Top Spanish court rules kiss without consent is sexual assault

Spain's Supreme Court on Tuesday ruled that a kiss without "tacit consent" can be considered sexual assault, just months before former football federation chief Luis Rubiales will stand trial over his unsolicited kiss at the Women's World Cup.

Top Spanish court rules kiss without consent is sexual assault

The Supreme Court upheld a lower court ruling from the southern region of Andalusia which convicted a police officer of sexual assault and sentenced him to one year and nine months in jail for kissing a woman on the cheek who was in police custody.

“A ‘stolen kiss’, and thus without express or implied consent, constitutes sexual assault in actuality,” the court said, adding that “it is clear that the fleeting contact of a non-consensual kiss represents a bodily invasion”.

“A ‘no’ from the victim is not necessary in the face of attempts to kiss a woman, but rather that for there not to be a crime, what is needed is consent. The key is consent, to the point that if consent has not been given, there has been sexual aggression.”

The issue of whether an unsolicited kiss can be considered sexual assault is a hot topic in Spain since Rubiales provoked worldwide outrage by kissing star player Jenni Hermoso on the lips during the medal ceremony after Spain beat England to win the World Cup in Australia last year.

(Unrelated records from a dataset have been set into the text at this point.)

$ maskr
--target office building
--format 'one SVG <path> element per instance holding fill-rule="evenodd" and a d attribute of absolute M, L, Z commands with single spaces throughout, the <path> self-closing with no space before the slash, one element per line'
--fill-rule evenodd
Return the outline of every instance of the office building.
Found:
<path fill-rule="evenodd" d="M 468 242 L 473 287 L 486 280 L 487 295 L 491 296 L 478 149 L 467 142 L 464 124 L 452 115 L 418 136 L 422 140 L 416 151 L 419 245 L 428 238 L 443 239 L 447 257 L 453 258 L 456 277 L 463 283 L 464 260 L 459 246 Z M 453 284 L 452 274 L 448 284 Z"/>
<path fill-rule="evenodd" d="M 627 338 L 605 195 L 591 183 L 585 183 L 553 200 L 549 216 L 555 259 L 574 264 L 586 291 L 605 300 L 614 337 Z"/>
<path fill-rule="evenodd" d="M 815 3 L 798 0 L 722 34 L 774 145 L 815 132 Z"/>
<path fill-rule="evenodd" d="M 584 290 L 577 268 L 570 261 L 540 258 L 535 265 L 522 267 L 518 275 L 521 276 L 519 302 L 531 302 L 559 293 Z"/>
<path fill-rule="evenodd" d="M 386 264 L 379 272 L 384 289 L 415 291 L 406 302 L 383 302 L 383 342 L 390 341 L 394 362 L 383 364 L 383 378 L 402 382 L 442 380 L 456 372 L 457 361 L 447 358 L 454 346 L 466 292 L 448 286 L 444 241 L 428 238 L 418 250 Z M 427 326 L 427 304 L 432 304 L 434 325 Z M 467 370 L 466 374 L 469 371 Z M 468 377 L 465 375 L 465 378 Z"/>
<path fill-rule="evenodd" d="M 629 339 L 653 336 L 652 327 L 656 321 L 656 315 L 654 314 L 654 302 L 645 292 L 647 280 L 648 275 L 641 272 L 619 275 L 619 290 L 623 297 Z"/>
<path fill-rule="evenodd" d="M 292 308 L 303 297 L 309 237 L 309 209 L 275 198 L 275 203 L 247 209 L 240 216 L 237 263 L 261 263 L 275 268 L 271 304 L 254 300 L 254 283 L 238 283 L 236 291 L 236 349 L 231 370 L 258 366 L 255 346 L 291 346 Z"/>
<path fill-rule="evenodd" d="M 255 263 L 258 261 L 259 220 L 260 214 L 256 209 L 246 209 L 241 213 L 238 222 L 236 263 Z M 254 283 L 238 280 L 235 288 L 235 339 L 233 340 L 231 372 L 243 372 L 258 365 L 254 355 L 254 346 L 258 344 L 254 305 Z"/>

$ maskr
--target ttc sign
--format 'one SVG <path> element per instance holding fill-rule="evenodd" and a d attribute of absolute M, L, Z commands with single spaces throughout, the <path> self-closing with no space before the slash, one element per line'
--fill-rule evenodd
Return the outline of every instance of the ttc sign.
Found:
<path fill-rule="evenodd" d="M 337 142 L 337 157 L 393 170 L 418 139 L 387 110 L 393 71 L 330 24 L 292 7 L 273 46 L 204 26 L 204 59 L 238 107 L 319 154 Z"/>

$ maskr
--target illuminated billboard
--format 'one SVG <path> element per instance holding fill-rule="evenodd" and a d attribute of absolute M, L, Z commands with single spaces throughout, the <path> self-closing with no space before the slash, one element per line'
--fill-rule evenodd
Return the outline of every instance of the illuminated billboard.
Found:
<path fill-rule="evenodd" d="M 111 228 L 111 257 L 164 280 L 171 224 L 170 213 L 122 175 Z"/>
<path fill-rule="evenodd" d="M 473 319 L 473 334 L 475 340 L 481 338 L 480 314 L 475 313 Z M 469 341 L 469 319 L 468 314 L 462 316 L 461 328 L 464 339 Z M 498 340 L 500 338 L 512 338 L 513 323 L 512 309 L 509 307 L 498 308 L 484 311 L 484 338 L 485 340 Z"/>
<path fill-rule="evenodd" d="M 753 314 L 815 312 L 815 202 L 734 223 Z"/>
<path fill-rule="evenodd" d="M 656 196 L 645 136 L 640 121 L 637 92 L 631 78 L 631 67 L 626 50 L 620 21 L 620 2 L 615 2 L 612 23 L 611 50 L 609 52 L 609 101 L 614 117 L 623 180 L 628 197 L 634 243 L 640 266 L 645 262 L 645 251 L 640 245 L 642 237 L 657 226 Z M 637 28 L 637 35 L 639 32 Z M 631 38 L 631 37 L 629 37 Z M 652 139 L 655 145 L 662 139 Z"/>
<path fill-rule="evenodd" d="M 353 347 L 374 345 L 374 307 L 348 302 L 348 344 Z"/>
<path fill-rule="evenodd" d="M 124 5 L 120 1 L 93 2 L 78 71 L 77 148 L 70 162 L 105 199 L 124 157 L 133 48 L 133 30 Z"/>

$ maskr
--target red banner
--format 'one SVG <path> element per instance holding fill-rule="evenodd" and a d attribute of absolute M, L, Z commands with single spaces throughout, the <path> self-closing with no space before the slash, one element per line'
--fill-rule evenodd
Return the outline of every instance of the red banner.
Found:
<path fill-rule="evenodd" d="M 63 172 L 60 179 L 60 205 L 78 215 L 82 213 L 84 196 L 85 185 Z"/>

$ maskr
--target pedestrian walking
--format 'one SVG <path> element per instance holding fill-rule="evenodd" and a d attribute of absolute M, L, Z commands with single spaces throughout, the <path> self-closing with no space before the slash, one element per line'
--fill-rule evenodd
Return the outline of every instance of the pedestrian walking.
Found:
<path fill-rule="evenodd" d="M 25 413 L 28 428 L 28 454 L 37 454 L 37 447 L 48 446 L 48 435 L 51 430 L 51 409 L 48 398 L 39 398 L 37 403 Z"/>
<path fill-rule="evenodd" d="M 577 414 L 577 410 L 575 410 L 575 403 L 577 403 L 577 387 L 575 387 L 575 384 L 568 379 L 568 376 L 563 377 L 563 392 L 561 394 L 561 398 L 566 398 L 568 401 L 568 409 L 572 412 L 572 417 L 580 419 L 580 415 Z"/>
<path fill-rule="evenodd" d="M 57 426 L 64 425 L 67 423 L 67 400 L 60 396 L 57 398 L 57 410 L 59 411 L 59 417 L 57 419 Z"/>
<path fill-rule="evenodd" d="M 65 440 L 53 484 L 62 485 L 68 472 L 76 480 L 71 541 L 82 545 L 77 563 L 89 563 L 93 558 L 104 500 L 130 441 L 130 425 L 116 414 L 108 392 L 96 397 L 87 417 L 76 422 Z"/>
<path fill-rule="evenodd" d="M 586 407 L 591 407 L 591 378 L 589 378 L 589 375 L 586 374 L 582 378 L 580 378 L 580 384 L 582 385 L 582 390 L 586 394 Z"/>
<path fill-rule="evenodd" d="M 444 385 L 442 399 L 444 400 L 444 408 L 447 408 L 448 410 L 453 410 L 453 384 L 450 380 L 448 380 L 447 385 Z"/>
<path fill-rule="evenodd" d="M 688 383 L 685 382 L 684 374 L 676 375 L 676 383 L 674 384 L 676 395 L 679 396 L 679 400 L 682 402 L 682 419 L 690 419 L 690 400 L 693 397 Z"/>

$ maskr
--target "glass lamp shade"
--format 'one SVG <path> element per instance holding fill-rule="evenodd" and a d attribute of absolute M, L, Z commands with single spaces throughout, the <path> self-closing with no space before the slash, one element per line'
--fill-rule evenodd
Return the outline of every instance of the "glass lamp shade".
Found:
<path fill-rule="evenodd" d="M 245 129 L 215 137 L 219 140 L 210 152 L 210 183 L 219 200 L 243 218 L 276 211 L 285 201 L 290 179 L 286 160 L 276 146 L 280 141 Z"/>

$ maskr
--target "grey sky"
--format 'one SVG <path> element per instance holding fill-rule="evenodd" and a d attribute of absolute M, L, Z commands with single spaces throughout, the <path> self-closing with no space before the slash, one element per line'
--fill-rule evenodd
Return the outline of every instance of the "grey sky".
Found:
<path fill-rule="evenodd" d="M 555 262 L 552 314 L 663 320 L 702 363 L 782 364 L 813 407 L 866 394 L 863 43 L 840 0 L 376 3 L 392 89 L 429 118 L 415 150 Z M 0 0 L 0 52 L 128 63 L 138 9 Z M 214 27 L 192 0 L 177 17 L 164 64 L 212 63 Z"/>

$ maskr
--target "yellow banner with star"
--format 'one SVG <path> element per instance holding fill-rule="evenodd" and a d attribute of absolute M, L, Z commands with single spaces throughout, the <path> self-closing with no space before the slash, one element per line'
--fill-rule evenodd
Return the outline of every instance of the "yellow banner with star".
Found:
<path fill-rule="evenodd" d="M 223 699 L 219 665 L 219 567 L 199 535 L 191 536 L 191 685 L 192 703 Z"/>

At the time, Rubiales, 46, brushed it off as “a consensual” peck on the lips, but Hermoso, 34, said it was not.

She filed a lawsuit against Rubiales in September, telling the judge she had come under pressure to defend him both on the flight back from Australia and on a subsequent team holiday to Ibiza in the Balearic Islands.

Rubiales is set to stand trial from February 3 to 19 over the kiss. Public prosecutors have requested a sentence of two-and-a-half years in prison for Rubiales – one year for sexual assault and 18 months for coercion.

The former federation chief, who quit his post last year in the wake of the controversy, told private Spanish television station La Sexta in April that he could not understand how it could be labelled as sexual assault, saying there was “no sexual context” to it.